Local Currency Money Markets
Emerging foreign exchange (FX) or LC money market is the most liquid sub-asset class and offers investors local currency denominated money market/exchange rate exposure. NN IP’s local currency strategy invests mainly in debt instruments with a remaining life of less than one year. NN IP has managed local currency money markets since 1998 and launched a dedicated fund in 2000: NN (L) Emerging Markets Debt (Local Currency). In 2011 NN IP launched NN (L) Emerging Markets Debt Opportunities. This strategy invests across the full range of EMD sub-asset classes and instruments, resulting in exposure to hard and local currency denominated sovereign, quasi-sovereign and corporate debt, and emerging market currencies. The combination of a strategic asset allocation and a tactical overlay forms a unique investment approach in the dedicated emerging market debt investor space.
Attractive yield pick-up versus developed market bond yields
Source: JP Morgan indices' yields; Bloomberg (as of May 2016)

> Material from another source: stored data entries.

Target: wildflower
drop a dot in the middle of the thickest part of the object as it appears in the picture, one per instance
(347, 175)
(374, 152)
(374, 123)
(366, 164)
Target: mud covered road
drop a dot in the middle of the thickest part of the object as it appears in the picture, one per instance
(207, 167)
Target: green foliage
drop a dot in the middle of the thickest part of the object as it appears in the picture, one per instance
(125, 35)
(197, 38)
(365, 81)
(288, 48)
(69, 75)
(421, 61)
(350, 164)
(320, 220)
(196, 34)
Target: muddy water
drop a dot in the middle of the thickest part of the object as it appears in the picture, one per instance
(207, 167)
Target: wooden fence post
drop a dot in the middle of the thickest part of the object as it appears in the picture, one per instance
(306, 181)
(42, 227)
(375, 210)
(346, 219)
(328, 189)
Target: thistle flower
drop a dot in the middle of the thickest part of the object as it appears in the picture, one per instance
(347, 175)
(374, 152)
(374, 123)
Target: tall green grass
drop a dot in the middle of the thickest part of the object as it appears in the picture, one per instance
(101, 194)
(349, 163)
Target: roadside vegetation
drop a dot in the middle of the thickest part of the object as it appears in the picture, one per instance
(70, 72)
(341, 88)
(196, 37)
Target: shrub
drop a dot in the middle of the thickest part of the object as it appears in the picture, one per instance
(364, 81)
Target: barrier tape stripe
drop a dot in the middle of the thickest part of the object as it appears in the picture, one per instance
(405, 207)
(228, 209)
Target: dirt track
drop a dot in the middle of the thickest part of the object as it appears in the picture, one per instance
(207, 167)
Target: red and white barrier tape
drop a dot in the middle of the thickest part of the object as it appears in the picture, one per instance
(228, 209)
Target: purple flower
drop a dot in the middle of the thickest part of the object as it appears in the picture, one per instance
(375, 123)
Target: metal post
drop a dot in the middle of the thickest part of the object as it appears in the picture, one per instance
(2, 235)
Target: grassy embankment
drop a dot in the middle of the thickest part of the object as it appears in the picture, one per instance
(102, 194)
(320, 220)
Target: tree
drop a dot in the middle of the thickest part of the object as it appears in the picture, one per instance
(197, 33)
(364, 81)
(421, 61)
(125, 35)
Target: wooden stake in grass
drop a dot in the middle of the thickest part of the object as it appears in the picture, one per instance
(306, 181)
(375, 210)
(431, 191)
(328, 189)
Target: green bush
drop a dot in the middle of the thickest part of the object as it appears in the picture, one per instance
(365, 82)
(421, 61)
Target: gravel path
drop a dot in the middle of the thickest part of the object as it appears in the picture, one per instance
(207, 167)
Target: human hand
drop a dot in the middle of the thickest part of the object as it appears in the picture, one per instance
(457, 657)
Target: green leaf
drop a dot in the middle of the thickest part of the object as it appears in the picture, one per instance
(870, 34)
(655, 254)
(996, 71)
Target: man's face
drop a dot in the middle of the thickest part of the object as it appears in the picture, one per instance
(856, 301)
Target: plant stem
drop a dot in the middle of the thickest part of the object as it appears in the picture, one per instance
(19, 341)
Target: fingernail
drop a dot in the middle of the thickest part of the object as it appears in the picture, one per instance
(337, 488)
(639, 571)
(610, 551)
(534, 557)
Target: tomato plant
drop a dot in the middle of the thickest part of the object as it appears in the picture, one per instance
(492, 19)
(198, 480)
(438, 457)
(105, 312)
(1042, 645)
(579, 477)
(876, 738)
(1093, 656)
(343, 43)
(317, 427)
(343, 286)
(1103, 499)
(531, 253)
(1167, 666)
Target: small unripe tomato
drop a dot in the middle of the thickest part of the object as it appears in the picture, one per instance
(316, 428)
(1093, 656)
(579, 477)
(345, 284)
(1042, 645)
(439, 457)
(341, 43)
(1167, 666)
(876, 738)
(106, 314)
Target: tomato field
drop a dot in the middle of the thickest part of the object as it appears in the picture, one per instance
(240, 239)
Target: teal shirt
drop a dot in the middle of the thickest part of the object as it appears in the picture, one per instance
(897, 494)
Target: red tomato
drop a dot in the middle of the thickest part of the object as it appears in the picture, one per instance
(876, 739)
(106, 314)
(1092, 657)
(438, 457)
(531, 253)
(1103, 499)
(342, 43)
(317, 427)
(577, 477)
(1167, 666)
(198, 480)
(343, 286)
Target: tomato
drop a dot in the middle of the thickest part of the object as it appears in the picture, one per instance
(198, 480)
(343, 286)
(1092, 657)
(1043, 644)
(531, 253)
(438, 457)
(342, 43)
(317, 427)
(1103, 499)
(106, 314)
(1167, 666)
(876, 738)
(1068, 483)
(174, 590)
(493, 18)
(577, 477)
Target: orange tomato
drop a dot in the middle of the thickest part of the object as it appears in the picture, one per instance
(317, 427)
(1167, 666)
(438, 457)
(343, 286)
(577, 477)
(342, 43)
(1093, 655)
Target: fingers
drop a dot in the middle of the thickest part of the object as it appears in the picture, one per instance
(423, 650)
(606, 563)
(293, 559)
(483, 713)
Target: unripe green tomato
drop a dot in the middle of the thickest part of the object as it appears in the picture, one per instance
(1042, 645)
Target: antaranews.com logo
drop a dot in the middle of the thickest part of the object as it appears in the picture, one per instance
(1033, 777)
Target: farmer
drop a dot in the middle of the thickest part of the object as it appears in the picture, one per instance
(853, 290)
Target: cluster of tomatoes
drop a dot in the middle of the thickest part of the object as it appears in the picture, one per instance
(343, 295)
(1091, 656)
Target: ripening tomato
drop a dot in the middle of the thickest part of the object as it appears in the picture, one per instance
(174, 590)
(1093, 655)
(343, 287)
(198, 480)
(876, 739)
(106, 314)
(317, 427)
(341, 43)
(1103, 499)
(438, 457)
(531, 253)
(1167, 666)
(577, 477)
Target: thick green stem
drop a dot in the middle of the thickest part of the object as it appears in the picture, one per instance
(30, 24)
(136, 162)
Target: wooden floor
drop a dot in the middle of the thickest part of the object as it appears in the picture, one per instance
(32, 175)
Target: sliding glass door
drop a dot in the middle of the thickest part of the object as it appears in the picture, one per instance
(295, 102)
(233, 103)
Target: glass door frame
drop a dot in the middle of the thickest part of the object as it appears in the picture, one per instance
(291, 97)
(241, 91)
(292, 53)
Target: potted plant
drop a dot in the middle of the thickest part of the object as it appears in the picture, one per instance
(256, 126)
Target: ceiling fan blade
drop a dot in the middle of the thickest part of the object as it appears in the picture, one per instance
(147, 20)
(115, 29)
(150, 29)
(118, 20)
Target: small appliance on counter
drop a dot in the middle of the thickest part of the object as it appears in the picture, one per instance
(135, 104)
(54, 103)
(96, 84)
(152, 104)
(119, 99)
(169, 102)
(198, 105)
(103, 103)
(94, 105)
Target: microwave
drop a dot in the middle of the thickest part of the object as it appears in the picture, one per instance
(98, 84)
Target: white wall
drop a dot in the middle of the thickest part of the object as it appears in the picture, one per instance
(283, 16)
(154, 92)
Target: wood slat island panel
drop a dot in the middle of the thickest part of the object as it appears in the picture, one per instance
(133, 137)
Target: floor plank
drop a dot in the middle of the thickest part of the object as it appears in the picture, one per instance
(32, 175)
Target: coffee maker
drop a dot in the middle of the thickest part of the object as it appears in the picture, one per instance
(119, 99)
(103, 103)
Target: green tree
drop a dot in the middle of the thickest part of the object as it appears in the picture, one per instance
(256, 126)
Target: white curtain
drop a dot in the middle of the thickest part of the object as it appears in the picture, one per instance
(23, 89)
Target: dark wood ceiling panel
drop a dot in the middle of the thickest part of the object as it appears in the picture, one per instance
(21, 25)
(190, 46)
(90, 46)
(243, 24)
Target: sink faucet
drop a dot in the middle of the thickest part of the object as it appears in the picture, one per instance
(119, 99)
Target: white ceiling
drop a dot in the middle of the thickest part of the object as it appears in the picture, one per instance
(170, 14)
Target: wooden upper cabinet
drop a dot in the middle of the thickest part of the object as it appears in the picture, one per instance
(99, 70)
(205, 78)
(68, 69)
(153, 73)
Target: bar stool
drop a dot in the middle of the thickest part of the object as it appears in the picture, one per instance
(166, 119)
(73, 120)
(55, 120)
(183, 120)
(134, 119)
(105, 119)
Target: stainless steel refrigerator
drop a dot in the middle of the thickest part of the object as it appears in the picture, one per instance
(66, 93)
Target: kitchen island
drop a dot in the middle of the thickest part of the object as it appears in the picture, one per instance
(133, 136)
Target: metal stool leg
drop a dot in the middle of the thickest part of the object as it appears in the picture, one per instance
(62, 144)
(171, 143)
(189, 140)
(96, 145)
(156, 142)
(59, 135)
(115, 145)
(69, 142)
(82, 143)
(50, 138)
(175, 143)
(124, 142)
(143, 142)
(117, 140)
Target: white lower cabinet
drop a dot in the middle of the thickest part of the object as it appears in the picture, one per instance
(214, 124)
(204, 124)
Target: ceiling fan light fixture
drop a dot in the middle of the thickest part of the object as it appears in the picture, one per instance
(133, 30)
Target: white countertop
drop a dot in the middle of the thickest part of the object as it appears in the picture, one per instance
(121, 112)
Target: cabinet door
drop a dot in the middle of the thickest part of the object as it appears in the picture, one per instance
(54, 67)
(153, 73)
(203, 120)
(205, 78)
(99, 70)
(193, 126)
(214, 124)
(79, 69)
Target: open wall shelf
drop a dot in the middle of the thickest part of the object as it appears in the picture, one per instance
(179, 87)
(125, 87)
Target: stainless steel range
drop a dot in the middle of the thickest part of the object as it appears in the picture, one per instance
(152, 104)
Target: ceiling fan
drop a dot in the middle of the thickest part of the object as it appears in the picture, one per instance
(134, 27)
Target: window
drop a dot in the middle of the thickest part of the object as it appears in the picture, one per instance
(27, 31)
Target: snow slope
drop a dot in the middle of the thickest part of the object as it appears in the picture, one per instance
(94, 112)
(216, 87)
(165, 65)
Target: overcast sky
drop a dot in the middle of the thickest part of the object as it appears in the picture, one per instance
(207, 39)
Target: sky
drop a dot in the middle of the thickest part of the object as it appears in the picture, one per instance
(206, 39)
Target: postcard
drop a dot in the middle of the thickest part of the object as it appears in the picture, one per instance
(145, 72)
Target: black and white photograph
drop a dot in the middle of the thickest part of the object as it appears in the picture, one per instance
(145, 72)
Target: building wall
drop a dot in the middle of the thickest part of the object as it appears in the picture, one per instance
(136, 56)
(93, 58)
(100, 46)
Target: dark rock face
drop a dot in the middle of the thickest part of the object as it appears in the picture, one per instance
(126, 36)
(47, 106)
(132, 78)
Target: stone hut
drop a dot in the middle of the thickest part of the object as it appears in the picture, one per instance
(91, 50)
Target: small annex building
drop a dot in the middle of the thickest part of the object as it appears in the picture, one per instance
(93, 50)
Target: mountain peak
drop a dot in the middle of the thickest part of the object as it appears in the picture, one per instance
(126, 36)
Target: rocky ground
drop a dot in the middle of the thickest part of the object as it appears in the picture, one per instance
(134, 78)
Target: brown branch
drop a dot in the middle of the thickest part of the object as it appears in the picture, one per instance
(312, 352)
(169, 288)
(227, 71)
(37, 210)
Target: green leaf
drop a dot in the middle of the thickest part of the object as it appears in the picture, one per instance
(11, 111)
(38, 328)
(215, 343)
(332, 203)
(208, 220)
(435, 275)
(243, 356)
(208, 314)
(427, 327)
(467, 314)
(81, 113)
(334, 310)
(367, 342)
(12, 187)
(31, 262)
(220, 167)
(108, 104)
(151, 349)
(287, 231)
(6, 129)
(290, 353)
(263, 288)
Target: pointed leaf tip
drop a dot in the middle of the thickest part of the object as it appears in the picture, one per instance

Challenges and Opportunities in EMD
Our investment team and philosophy
NN Investment Partners has a long-standing and successful track record managing the full spectrum of emerging market debt. We have been at the forefront of dedicated investment product development and have professionally managed hard currency sovereign debt portfolios since 1993, local currency money markets since 1998, hard currency corporate debt since 2003 and local currency bonds since 2007. We have consistently generated attractive risk-adjusted returns for our clients. The investment process focuses on medium-term fundamentals in emerging markets, and puts an emphasis on diversification discipline. The process is seamlessly executed by a team of EMD experts across three regions. Alpha generation is attributable to our disciplined, consistent and well-structured investment process, which includes ESG criteria. Risk management and performance attribution systems are completely integrated and aligned in our investment decisions. Risk management ensures sufficient diversification and proper allocation of risk across alpha sources and controls beta and ex-ante tracking error. Performance attribution analysis helps us identify our investment decisions and provides useful feedback towards investment process improvements. We are a global multi-site team. With a presence in three major time zones, the team takes advantage of seamless access to local knowledge and market liquidity. At the same time, our experience and expertise allows us to place local views into a global context and extend the universe of alpha sources from local to cross-regional and global. Our activity across the regions provides unrivalled access to superior decision making and alpha capture across the entire EMD universe.